(Reuters) - Following are key facts about Russia’s Druzhba (Friendship) oil pipeline to Central Europe, one of the world’s biggest by capacity and length.
Oil supplies to Poland and Germany through the Druzhba were halted overnight in an increasingly bitter trade row between Moscow and Minsk, Polish officials said on January 8. Flows from Russia to the Czech Republic have not been interrupted.
The Kremlin said on January 4 that Russia had received official notification that Belarus had imposed a transit duty on its oil exports, but said it did not expect an escalating trade row to disrupt crude shipments to Europe.
The Druzhba pipeline is one of the largest parts of Russian pipeline monopoly Transneft’s system. It starts in central Russia and connects West Siberian oilfields to major refineries in Europe.

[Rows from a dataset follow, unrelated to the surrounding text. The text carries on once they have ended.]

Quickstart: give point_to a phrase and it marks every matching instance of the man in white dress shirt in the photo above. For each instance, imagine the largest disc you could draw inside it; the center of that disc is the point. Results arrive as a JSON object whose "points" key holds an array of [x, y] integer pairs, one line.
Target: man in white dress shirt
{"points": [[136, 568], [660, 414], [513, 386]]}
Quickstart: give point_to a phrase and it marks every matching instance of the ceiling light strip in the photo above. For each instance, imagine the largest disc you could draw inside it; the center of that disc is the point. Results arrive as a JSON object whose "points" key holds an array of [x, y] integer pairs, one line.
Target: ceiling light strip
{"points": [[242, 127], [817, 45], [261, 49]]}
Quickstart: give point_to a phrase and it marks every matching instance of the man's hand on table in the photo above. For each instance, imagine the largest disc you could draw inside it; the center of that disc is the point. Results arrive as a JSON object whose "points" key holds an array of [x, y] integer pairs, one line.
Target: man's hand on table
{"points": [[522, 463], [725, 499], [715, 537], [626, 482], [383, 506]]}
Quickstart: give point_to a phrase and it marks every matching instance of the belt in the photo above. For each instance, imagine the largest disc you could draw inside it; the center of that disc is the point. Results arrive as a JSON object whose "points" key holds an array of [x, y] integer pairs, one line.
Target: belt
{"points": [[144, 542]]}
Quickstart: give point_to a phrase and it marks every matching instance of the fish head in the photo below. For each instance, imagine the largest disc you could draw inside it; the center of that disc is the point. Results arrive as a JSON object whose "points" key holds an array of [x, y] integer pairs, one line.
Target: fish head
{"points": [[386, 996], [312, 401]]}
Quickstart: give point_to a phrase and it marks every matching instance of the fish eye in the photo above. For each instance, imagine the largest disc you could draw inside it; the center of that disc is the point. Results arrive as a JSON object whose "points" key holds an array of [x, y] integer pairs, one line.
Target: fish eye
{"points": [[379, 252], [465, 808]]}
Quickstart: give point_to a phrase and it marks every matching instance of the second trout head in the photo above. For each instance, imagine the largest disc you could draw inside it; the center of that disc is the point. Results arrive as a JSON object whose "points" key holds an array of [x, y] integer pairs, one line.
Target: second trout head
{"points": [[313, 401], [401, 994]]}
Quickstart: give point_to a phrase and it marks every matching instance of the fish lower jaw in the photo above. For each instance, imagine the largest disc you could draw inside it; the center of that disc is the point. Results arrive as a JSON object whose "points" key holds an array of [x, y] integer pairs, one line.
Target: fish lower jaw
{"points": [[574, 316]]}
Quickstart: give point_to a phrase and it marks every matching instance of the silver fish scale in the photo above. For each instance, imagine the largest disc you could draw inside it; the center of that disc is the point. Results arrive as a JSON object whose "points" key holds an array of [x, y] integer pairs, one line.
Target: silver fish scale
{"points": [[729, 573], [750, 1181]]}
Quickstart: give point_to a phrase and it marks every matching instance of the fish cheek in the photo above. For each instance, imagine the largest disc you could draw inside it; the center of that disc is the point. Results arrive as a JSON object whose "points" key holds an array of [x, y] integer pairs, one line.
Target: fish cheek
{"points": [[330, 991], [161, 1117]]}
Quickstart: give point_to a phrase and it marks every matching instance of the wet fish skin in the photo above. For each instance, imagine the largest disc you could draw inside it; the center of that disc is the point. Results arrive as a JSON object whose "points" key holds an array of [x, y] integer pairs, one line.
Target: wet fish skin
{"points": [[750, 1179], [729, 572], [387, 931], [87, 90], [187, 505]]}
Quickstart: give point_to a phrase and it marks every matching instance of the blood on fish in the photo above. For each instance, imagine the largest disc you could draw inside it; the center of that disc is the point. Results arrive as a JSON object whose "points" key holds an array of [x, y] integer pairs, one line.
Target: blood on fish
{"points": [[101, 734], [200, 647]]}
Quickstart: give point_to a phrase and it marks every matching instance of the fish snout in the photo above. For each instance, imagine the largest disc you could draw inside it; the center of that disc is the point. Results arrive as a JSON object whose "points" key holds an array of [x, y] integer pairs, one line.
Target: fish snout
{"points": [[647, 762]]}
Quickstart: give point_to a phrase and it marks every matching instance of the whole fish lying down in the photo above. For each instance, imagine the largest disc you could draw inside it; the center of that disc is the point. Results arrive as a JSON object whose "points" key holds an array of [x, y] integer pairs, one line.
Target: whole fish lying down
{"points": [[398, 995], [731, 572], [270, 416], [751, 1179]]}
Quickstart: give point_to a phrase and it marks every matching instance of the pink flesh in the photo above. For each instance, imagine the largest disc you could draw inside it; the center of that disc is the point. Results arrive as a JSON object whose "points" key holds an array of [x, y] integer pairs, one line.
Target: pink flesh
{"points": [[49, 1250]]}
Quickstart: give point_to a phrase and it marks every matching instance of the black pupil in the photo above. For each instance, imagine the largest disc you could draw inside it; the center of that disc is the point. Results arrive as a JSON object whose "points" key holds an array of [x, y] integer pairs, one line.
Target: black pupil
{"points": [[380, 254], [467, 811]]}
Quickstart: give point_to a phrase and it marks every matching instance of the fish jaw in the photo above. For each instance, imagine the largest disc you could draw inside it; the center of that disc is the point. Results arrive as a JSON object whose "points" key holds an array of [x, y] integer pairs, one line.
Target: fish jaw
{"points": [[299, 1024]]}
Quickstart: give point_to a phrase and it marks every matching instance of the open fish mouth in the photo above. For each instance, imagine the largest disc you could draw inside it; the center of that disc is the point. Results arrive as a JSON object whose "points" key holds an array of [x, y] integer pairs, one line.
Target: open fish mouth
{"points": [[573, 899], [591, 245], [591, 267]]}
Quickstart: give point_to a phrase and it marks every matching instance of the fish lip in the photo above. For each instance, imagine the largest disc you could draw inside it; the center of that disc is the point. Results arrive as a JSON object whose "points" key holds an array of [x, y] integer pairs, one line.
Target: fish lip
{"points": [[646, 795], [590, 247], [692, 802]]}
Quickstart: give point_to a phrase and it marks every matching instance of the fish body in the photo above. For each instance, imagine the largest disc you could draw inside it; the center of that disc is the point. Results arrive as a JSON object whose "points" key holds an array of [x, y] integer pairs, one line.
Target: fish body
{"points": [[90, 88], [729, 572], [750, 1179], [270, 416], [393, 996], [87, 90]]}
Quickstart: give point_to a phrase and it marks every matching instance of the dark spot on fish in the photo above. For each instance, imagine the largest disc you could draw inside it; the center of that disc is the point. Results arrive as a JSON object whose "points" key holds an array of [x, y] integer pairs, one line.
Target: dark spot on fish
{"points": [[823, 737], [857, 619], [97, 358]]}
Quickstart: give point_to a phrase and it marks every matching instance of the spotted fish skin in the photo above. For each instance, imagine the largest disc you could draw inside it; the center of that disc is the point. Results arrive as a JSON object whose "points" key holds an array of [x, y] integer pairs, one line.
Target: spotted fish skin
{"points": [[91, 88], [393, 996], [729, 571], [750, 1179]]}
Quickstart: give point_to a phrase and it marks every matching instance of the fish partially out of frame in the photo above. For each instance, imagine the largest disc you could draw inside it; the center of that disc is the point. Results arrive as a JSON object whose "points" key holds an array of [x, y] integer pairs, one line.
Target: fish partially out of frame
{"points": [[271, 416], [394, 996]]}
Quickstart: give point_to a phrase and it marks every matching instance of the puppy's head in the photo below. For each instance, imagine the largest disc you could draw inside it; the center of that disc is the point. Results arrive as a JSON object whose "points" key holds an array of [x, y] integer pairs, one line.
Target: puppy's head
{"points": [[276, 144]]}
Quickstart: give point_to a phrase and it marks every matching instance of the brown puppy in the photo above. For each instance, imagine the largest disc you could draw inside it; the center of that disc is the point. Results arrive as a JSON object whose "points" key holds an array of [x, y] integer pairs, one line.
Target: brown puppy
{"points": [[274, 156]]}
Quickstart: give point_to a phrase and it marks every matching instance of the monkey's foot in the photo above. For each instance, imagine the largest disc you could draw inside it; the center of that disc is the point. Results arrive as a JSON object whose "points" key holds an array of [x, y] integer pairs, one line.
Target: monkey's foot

It has a capacity of over 2 million barrels per day (bpd), of which some 1.4-1.6 million bpd go directly to consumers in the European Union, while remaining volumes stay in Belarus.
The Druzhba pipeline splits into two legs with the bigger one, the northern leg, going to Poland and Germany.
Germany gets around 500,000 bpd of crude via Druzhba or one fifth of its total consumption. Refineries belonging to Total, Shell and BP are among the biggest buyers of crude from Druzhba.
Traders say refiners could in theory replace purchases of Russian crude from Druzhba with imports from the Baltic Sea ports of Gdansk in Poland or Germany’s Rostock.
But this would take time and the ports’ capacities would not be sufficient as Polish refiners would also have to import crude via Gdansk.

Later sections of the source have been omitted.